The relative importance of network topology on the predictability of incidence curves was investigated. This was done by considering whether the effectiveness of several vaccination strategies is impacted by topology, and whether the growth in the daily incidences has a network topology independent relation with the disease transmission rate. It was found that without a fairly detailed knowledge of the network topology, initial data cannot predict epidemic progression. This is so for both a given transmission rate and a given growth rate .

For a fixed transmission rate and thus a fixed per link transmission probability, given that a disease spreads on a network with a fixed average degree, the disease spreads fastest on scale-free networks because high degree nodes have a very high probability to be infected as soon as the epidemic progresses. In turn, once a high degree node is infected, on average it passes on the infection to a large number of neighbors. The random and meta-random networks show identical initial growth rates because they have the same local network topology. On different network topologies, diseases respond differently to parameter changes. For example, on the random network, a higher transmission rate yields a much shorter epidemic, whereas on the meta-random network, it yields a longer one with a more drastic increase in final size. These differences are caused by the spatial structures in the meta-random network. Considering that a meta-random network is a random network of random networks, it is likely that the meta-random network represents a general population better than a random network.

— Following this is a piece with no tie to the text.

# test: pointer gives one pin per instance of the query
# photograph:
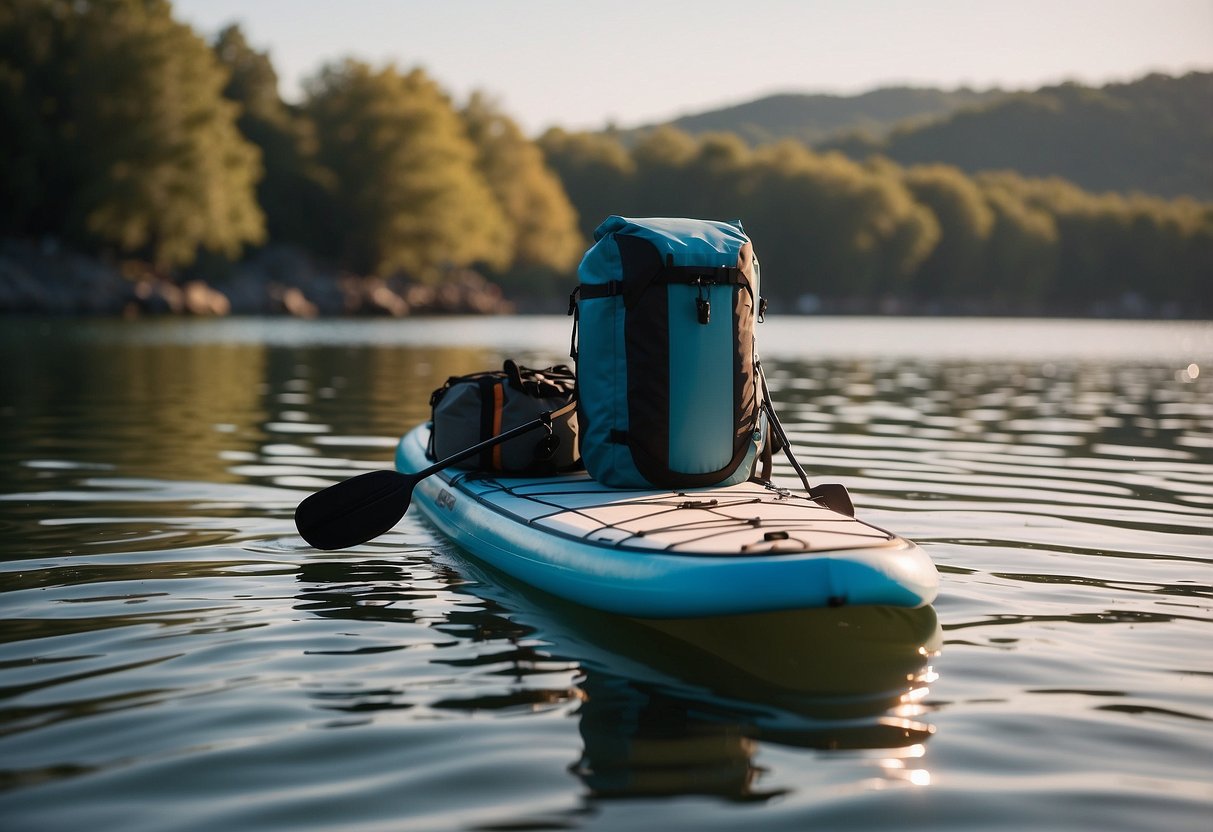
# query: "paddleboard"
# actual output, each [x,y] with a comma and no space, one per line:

For a fixed exponential growth rate, the transmission rate needed on the scale-free network to yield the given initial growth rate is the smallest, being about half that of the random and the meta-random networks. Hence, the per-link transmission probability is the lowest on the scale-free network, which in turn yields a small epidemic final size.

For different network topologies, we quantified the effect of delay in the start of vaccination. We found that the effectiveness of vaccination strategies decreases with delay with a rate strongly dependent on network topology. This emphasizes the importance of the knowledge of the topology, in order to formulate a practical vaccination schedule.

With respect to policy, the results presented seem to warrant a significant effort to obtain a better understanding of how the members of a population are actually linked together in a social network. Consequently, policy advice based on the rough estimates of the network structure should be viewed with caution.